Our understanding of the mechanisms of dyspnoea in fibrotic interstitial lung disease (ILD) is incomplete. The aims of this study were two-fold: 1) to determine whether dyspnoea intensity is better predicted by neural respiratory drive (NRD) or neuromechanical uncoupling (NMU) of the respiratory system in fibrotic ILD, and 2) to examine the effect of breathing 60% oxygen on NRD, NMU and dyspnoea ratings.Fourteen patients with fibrotic ILD were included. Visit 1 comprised a familiarisation incremental cycle exercise test, Visit 2 comprised a normoxic incremental cycling test to address Aim 1, and Visits 3 and 4 consisted of constant-load cycling while breathing room air or 60% oxygen to address Aim 2. Diaphragmatic electromyography (EMGdi) was used as a surrogate of NRD. NMU was calculated as the ratio between EMGdi (%max) and tidal volume (%vital capacity).On adjusted analysis, NMU and its constituents were all significantly associated with dyspnoea ratings during incremental cycling, with EMGdi having the strongest correlation.
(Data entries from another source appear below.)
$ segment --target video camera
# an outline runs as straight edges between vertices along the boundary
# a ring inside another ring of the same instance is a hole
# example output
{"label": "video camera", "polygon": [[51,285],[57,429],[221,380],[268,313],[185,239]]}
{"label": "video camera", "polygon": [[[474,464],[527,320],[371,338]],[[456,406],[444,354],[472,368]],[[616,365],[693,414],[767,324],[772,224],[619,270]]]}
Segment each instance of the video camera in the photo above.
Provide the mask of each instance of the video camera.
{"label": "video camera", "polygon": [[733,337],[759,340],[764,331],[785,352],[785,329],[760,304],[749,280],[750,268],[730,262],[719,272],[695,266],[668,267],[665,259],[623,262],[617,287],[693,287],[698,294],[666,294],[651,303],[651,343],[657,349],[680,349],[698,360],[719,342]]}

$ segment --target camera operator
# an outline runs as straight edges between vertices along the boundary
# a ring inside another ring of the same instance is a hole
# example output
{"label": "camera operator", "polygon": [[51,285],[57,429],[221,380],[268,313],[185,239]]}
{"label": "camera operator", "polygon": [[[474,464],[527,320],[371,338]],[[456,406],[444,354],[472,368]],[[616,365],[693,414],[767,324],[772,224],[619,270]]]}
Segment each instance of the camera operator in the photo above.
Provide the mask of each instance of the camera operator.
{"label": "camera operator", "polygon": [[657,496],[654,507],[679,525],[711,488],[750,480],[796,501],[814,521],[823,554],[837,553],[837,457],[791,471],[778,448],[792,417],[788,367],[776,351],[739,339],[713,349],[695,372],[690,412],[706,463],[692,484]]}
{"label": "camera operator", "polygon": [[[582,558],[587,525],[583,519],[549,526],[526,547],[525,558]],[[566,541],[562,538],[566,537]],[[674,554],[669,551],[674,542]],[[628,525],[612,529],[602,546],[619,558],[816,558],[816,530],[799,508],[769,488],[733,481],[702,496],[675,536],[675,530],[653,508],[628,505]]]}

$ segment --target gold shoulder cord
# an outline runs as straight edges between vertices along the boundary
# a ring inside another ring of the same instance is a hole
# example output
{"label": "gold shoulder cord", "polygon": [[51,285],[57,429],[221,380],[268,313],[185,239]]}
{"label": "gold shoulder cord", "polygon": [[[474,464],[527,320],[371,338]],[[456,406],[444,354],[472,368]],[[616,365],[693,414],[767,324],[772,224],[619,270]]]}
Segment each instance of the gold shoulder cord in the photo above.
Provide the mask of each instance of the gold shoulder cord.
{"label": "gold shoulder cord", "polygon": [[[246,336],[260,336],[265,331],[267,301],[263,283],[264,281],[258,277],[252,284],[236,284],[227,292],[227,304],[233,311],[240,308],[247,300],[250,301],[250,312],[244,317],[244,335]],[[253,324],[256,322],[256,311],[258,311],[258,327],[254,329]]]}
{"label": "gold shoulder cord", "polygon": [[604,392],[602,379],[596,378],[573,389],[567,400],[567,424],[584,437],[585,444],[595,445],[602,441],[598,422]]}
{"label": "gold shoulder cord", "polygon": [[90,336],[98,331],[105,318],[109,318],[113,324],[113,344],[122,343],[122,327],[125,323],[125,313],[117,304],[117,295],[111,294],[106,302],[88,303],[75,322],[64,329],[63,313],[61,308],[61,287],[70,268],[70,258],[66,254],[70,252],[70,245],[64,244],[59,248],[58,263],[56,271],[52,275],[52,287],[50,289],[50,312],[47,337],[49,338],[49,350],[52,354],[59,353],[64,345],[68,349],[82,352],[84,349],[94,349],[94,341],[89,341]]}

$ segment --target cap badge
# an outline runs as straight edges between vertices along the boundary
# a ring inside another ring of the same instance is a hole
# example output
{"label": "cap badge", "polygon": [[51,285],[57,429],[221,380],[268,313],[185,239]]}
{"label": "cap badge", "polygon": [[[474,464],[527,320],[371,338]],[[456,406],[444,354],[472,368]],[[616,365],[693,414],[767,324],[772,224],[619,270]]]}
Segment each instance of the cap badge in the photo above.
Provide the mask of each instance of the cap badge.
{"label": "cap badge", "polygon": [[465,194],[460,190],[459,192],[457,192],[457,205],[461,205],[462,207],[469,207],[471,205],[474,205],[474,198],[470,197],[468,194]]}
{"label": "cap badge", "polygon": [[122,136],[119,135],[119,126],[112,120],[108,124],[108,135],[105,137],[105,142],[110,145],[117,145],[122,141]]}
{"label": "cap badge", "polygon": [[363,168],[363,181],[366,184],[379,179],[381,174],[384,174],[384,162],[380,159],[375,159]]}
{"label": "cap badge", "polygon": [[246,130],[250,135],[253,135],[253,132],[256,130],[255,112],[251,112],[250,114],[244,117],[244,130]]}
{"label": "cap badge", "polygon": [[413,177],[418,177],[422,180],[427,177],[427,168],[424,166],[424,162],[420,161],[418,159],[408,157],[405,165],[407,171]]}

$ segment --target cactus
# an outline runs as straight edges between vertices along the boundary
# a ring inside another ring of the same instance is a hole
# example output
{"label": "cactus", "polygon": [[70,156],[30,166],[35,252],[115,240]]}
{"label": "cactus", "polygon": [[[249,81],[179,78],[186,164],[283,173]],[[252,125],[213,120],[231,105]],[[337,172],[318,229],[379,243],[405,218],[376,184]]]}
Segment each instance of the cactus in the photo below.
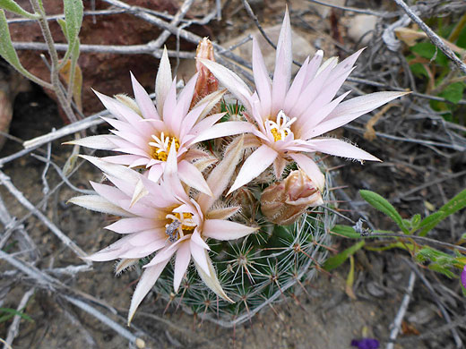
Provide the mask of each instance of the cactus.
{"label": "cactus", "polygon": [[[332,176],[327,172],[329,188]],[[173,293],[173,265],[168,265],[153,290],[169,304],[189,314],[232,328],[249,320],[269,304],[296,294],[306,281],[315,277],[325,260],[330,244],[329,230],[335,215],[325,205],[332,194],[323,193],[324,206],[314,208],[290,226],[268,223],[261,212],[255,221],[261,229],[241,240],[210,243],[210,257],[217,268],[222,288],[235,301],[217,297],[197,277],[193,267],[177,294]],[[244,216],[239,220],[250,219]]]}

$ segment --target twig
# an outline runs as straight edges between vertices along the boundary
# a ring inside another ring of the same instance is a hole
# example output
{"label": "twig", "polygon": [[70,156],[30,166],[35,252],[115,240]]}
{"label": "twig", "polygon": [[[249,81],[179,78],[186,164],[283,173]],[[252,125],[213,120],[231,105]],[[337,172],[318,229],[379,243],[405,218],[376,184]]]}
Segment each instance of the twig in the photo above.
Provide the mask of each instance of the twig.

The between-treatment change in dyspnoea ratings during constant load cycling was only correlated with change in exercise endurance time and NMU.Dyspnoea more strongly reflected the level of EMGdi than NMU in fibrotic ILD. However, the improvement in dyspnoea with 60% oxygen was better predicted by improvements in NMU.
我们对纤维化间质性肺疾病(ILD)呼吸困难机制的理解还不完整。本研究的目的有两个:1)确定在纤维化 ILD 中,呼吸困难的强度是否更能通过神经呼吸驱动(NRD)或呼吸系统的神经机械解耦(NMU)来预测;2)检查呼吸 60%氧气对 NRD、NMU 和呼吸困难评分的影响。纳入了 14 名纤维化 ILD 患者。第 1 次就诊包括熟悉递增循环运动试验,第 2 次就诊包括常氧递增循环测试以解决目的 1,第 3 和第 4 次就诊则包括在呼吸室内空气或 60%氧气的情况下进行恒负荷循环,以解决目的 2。膈神经肌电图(EMGdi)被用作 NRD 的替代物。NMU 计算为 EMGdi(%max)与潮气量(%肺活量)的比值。在调整后的分析中,NMU 及其组成部分均与递增循环期间的呼吸困难评分显著相关,EMGdi 的相关性最强。在恒负荷循环期间治疗之间呼吸困难评分的变化仅与运动耐力时间和 NMU 的变化相关。在纤维化 ILD 中,呼吸困难更强烈地反映了 EMGdi 的水平,而不是 NMU。然而,60%氧气对呼吸困难的改善程度可以更好地通过 NMU 的改善来预测。